Estimation of the unknown parameters was carried out using WinBUGS 14 [27], controlled by Stata 14 [28]. This approach works by having initial starting values, which converge towards the final (posterior) estimates and so the first 5,000 iterations were discarded as a burn-in period before convergence had been reached. After the burn-in period, 10,000 iterations were used to generate the final (posterior) estimates. Three chains with different initial values were run for each model and convergence was checked by visual inspection of plots of variable values and by use of the Gelman-Rubin convergence statistic, as implemented in WinBUGS [29].

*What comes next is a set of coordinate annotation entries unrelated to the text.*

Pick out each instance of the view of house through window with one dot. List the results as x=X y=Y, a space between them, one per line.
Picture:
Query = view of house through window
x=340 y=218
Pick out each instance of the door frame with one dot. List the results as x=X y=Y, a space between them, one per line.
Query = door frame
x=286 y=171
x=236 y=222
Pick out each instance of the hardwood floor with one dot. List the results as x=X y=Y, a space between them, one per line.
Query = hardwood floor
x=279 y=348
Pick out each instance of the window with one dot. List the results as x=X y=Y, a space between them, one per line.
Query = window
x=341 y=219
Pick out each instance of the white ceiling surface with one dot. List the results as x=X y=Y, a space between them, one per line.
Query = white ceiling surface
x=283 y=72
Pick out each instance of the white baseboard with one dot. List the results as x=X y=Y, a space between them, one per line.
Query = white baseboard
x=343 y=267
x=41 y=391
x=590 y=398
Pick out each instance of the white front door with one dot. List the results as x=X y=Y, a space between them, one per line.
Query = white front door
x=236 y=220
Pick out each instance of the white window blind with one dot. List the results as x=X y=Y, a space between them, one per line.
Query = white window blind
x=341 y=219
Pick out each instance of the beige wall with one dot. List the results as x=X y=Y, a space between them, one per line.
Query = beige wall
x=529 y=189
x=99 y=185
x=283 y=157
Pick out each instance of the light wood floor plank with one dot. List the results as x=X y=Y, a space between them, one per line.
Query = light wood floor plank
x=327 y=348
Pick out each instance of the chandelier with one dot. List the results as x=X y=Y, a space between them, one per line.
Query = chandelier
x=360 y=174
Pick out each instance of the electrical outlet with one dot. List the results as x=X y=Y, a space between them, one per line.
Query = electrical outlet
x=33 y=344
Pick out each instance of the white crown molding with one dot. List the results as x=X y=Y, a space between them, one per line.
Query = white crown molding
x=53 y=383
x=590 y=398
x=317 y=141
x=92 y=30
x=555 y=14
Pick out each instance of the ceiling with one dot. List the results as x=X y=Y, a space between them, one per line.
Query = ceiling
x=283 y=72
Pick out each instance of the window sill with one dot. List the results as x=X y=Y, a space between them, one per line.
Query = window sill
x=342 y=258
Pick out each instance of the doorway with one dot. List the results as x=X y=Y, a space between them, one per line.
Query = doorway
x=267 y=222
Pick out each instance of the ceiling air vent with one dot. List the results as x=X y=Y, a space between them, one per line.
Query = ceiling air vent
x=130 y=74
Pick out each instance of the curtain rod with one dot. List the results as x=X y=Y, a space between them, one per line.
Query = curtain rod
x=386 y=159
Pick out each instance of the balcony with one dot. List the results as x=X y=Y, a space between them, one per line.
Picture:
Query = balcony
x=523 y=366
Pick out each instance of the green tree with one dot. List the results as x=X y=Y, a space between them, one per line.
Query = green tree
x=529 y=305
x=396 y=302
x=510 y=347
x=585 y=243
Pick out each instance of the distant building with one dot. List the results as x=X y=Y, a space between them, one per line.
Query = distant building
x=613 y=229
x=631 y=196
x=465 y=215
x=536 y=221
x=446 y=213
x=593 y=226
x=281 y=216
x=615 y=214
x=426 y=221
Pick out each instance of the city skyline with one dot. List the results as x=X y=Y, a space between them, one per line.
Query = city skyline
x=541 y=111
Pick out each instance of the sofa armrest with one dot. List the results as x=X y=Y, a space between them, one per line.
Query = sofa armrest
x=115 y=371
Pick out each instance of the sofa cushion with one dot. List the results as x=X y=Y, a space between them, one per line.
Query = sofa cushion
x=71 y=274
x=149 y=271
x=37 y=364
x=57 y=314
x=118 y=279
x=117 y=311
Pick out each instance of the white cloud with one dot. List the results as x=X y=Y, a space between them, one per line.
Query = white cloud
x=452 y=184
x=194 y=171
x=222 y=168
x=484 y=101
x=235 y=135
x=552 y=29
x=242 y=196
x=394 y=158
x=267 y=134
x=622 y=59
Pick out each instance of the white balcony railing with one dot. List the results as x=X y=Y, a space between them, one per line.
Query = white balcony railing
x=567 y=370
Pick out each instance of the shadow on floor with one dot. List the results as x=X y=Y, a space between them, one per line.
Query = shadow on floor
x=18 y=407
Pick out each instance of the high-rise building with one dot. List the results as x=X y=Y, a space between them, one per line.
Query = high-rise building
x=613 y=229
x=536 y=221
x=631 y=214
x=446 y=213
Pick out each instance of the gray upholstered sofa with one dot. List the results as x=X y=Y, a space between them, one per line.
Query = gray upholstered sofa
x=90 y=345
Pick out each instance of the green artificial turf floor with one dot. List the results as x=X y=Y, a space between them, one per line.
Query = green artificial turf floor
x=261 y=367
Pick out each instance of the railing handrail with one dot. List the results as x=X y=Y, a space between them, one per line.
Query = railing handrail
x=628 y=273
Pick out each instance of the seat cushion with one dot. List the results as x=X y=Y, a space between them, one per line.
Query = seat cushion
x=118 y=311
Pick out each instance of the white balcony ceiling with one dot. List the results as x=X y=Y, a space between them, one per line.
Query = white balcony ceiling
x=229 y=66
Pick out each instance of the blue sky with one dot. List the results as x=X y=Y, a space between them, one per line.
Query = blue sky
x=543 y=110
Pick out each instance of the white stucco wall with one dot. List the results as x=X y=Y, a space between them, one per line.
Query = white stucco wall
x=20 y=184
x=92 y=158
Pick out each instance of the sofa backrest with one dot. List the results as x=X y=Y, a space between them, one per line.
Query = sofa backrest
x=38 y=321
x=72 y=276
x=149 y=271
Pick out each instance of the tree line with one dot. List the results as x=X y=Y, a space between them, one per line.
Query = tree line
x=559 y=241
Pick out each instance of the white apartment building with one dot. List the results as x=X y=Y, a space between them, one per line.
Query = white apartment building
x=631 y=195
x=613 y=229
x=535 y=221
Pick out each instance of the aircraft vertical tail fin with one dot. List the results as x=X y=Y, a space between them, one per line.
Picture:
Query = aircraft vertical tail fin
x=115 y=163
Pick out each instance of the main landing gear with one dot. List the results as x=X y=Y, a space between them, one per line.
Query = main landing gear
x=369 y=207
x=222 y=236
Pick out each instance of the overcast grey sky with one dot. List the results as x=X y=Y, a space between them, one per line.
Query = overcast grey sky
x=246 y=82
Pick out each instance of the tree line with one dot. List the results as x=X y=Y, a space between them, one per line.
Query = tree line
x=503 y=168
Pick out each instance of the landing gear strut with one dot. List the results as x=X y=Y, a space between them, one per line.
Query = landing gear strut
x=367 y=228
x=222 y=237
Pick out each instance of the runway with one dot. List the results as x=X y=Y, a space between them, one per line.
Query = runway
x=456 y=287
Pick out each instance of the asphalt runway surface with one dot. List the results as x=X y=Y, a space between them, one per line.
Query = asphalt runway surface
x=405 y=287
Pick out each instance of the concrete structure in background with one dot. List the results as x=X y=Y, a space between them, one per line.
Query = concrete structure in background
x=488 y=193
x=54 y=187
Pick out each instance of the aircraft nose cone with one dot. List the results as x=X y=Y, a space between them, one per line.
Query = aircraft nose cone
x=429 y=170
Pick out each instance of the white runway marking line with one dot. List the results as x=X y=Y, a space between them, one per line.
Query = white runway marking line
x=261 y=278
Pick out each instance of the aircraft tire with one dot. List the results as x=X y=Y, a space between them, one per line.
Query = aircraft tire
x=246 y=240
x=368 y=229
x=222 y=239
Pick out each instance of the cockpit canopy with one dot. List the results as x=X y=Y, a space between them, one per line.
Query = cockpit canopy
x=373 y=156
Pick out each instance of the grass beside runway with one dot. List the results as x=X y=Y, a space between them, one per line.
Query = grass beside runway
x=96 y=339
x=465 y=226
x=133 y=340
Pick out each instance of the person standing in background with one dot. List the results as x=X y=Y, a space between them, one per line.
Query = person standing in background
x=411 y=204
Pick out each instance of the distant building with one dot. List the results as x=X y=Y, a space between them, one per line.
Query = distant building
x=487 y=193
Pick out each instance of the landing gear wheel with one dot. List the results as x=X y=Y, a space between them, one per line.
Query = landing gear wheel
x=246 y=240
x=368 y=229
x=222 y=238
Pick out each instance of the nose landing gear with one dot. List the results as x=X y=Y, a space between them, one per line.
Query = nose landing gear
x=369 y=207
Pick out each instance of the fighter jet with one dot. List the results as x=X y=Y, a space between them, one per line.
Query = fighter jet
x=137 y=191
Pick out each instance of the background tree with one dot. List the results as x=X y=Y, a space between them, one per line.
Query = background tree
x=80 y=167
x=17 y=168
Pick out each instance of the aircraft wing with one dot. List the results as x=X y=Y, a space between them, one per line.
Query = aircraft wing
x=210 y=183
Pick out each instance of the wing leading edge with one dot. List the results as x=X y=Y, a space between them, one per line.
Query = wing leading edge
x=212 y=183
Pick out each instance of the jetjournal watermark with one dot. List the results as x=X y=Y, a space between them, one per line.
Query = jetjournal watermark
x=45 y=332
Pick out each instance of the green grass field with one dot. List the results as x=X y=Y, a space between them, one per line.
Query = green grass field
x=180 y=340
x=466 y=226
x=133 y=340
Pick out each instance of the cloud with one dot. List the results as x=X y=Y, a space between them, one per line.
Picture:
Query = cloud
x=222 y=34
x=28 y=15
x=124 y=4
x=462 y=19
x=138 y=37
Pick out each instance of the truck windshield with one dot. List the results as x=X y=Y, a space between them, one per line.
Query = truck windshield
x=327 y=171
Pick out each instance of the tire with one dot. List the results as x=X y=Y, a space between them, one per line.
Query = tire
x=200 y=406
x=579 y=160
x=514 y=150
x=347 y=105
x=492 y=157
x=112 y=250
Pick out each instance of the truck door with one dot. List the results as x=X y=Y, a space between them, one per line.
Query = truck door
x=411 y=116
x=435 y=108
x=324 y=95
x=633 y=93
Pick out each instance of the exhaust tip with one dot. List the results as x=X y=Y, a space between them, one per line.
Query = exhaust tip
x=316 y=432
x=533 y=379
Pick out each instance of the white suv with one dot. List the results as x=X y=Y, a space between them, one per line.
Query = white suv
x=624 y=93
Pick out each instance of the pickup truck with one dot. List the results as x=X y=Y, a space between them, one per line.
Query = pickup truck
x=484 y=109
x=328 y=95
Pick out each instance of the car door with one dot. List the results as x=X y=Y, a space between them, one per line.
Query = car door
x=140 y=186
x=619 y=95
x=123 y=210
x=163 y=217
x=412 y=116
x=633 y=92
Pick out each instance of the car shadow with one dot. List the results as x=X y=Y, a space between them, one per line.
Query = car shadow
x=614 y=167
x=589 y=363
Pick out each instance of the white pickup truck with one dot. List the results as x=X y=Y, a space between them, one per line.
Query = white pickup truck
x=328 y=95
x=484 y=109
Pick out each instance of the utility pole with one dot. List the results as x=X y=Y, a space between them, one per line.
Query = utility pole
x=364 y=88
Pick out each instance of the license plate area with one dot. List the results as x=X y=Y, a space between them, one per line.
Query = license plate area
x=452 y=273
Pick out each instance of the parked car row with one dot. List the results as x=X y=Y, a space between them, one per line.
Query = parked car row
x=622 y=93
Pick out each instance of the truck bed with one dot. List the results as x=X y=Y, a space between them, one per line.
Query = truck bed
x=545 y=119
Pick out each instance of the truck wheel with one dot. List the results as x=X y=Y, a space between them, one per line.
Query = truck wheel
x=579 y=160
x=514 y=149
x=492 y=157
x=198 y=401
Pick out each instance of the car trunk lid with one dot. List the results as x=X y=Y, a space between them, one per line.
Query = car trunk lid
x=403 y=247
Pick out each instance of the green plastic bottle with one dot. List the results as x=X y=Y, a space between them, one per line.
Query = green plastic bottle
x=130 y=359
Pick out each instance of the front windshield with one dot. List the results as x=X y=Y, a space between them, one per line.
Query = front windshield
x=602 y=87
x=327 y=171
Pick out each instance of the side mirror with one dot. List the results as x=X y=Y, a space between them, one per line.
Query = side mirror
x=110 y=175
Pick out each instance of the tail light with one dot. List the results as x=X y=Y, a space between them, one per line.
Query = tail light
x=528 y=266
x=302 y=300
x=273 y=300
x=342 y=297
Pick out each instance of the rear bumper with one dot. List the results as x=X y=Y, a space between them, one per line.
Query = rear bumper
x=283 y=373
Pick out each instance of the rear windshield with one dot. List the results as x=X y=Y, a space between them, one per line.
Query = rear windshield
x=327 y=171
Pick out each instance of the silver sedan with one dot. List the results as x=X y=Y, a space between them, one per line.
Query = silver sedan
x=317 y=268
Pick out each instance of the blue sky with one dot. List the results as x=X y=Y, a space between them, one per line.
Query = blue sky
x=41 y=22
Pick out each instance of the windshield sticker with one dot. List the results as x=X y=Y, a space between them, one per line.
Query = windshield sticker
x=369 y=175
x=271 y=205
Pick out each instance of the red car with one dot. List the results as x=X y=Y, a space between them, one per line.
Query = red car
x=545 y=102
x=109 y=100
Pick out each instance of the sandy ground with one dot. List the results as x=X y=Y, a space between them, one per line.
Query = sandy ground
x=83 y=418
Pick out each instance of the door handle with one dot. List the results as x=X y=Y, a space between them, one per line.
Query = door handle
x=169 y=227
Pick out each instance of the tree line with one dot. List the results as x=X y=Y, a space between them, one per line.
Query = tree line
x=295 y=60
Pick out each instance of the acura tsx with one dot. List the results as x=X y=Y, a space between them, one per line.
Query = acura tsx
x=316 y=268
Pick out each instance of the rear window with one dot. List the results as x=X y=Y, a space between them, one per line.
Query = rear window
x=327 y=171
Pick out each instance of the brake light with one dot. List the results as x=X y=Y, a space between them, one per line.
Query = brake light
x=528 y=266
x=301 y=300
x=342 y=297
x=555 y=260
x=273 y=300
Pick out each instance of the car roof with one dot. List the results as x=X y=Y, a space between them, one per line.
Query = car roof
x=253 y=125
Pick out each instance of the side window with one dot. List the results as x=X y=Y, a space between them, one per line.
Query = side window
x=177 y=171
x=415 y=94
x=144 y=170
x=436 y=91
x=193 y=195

In order to assess the relative performance of the DPP for different antigens for both WB and serum, we evaluated four scenarios: (I) visual interpretation of Band 1 only (II) visual interpretation of Band 2 only, (III) visual interpretation of both Band 1 and Band 2 in parallel, and (IV) quantitative interpretation of Band 1. The quantitative response for Band 2 was not evaluated given the poor performance of scenario II (see results).
Model fit.
The fit of each model to the data was assessed by using Bayesian p-values. In short, the method looks at how closely data simulated using the posterior estimates matches the observed data, and calculates a p-value based on Pearson chi-squared statistics. In this case, either a very low or very high p-value represents a poor fit of the model to the data.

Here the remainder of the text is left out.